Theft
- 2025 Book jacket
- Author: Abdulrazak Gurnah
- Audio read by: Ashley Zhangazha
- Subject: Identity, belonging, theft
- Genre: Bildungsroman Historical fiction Literary fiction
- Set in: Tanzania
- Publisher: Riverhead Books
- Publication date: March 2025
- Publication place: United Kingdom, United States
- Media type: Print, E-book, Audio
- Pages: 296
- ISBN: 9780593852606
- OCLC: 1451508297
- Website: Official website

= Theft (Gurnah novel) =

2025 novel by Abdulrazak Gurnah

Theft is the eleventh novel written by Abdulrazak Gurnah, who was awarded the 2021 Nobel Prize in Literature. The novel examines and chronicles the lives of three Tanzanians and their relationships with each other at the beginning of the 21st century. This book was published by Riverhead Books in March 2025.

==Plot==
The book chronicles the lives of Karim, Fauzia, and Badar in Tanzania, across the late 1980s, 1990s and 2000s.

It opens with Karim's account, detailing his childhood in the former Sultanate of Zanzibar. His mother, Raya, falls in love with a member of the socialist, Cuban-trained Umma Party, which alarms her father. He forces her into a marriage with Bakari Abbas, a man twice her age who was divorced previously. This marriage leads to the birth of Karim. It falls apart by the time Karim turns three, due to Bakari Abbas' abuse. Raya returns to her parent's home, eventually leaving Karim with his grandparents to move to Dar es Salaam. There, she remarries the pharmacist Haji. Some years later, Karim and his mother reconnect and rebuild their relationship, a repairing that is helped by his attending the University of Dar es Salaam. While he is a student at the university, he meets Badar, his mother's servant, or house "boi".

At 12, almost 13, Badar is brought from his village to Dar es Salaam to work as a servant for Karim's mother, whom he calls "mistress". He finds himself enjoying the work, Raya's beauty, and Haji's jolly behavior. Badar keeps a wide berth from Haji's father, Uncle Othman, however, as he seems to strongly dislike him. After some time, he meets Karim, and grows to love him. Years after his arrival, Uncle Othman accuses Badar of stealing groceries to sell. This leads to Haji telling Badar the story of Badar's biological father, who abandoned him as an infant. He tells him how his father quarreled and fought with Uncle Othman, stealing what was left of his spirit after the death of his wife and daughter, Haji's mother and sister. He also reveals that Badar is a relative of theirs, not a random servant.

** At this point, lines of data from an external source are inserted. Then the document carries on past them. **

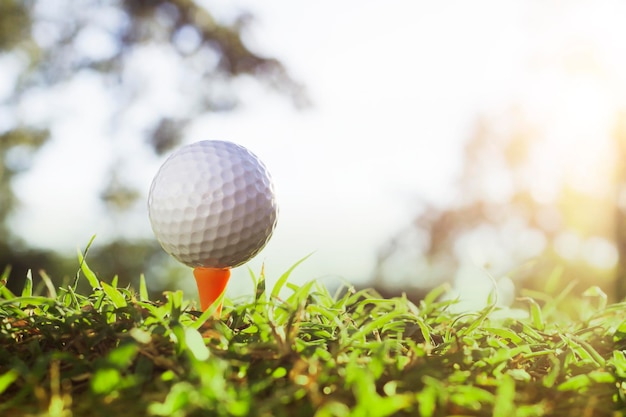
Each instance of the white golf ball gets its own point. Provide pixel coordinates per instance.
(212, 204)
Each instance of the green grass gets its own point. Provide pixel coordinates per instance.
(113, 352)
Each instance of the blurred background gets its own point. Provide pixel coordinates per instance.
(412, 143)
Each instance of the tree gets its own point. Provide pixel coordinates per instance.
(514, 224)
(49, 45)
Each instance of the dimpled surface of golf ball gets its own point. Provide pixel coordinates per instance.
(212, 204)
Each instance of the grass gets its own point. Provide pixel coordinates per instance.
(113, 352)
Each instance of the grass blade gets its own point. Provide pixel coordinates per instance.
(27, 291)
(284, 277)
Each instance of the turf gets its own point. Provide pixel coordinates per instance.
(113, 352)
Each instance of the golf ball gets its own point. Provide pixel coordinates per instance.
(212, 204)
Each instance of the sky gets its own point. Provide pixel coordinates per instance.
(396, 88)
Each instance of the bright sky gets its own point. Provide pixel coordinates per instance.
(396, 87)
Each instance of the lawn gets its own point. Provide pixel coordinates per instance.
(114, 352)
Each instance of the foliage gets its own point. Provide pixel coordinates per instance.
(46, 46)
(112, 351)
(501, 217)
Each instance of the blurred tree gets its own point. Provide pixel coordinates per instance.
(50, 43)
(511, 220)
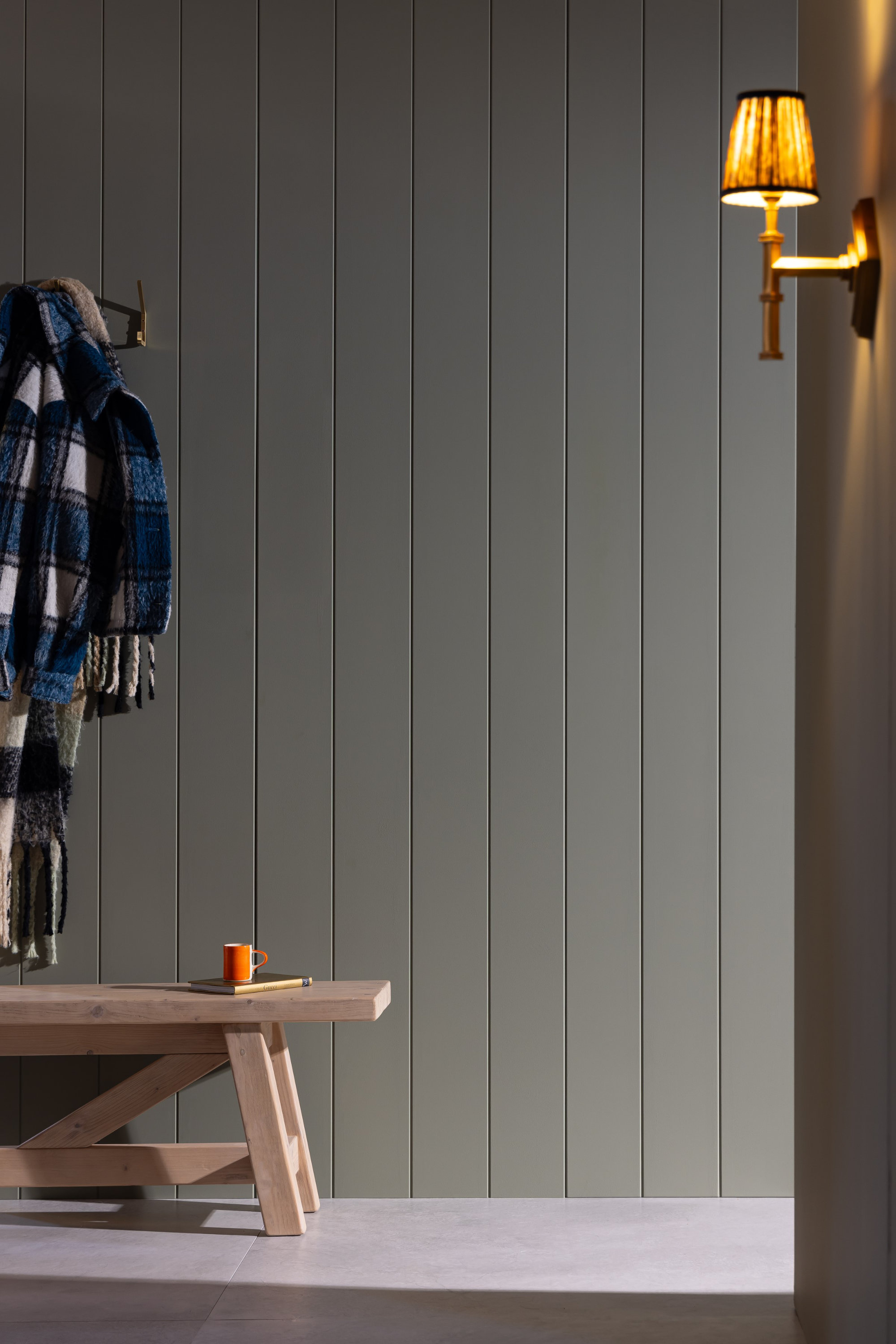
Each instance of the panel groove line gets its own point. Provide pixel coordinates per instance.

After the incident, Karim offers him space in his home in Zanzibar, where he lives with his wife, Fauzia. Fauzia is beautiful and smart, having been one of the top students of her class. But her mother worries for her, since, as a child, she had the "falling down sickness". Fauzia is encouraged to become a doctor or a lawyer, but chooses to become a teacher instead, as it is her passion. Badar moves in with Fauzia and Karim, and quickly falls in love with Fauzia. Karim helps him gain employment at a local hotel that was once the home of Indian merchants, and finds him a room in a home owned by a man who works in Abu Dhabi.

Badar begins to excel at his job. Karim and Fauzia have a baby named Nasra. They are initially excited by the pregnancy and baby, but things quickly unravel. Fauzia is diagnosed with post-partum depression, and finds herself unable to keep up with the demands of cooking, cleaning, and baby-rearing. Karim reveals himself to be selfish and demanding in turn; he gets upset when Fauzia's mother comes to help, he is mad when Fauzia refuses to make love to him, and he hates the sound of his daughter's crying. A European Union funded program brings NGO volunteers to Badar's hotel. The volunteers, as well as the European tourists visiting the hotel, flirt with Badar, who ignores their advances. Karim begins an affair with one of the volunteers, who asks Karim to spend a weekend traveling with her. Karim assaults his daughter, and then leaves for the trip, leading to the end of his relationships with Fauzia and Badar.

At the end of the novel, four years have passed. Karim has moved to Dar es Salaam, abandoning his wife and daughter. He is working with the EU, and on a pathway to becoming a government minister. Badar has been welcomed by Fauzia's family, and helps raise Nasra with Fauzia. The novel ends with Badar and Fauzia holding hands, beginning a romantic relationship.

==Reception==
Ron Charles writing for The Washington Post says, " 'Theft," the first novel Gurnah has published since winning the Nobel, offers an example of such compassionate, revelatory seeing ... [and] There's something almost disorienting about Gurnah's narrative as he moves from one person to the next, willfully thwarting our desire to settle on a protagonist."

Lauren Christensen of The New York Times says, "Gurnah's stoic prose isn't always well suited to the tragic, even operatic events that unfold as Karim, Fauzia and Badar make their way in 1980s Tanzania; the author's genteel formality can feel anachronistic and awkward."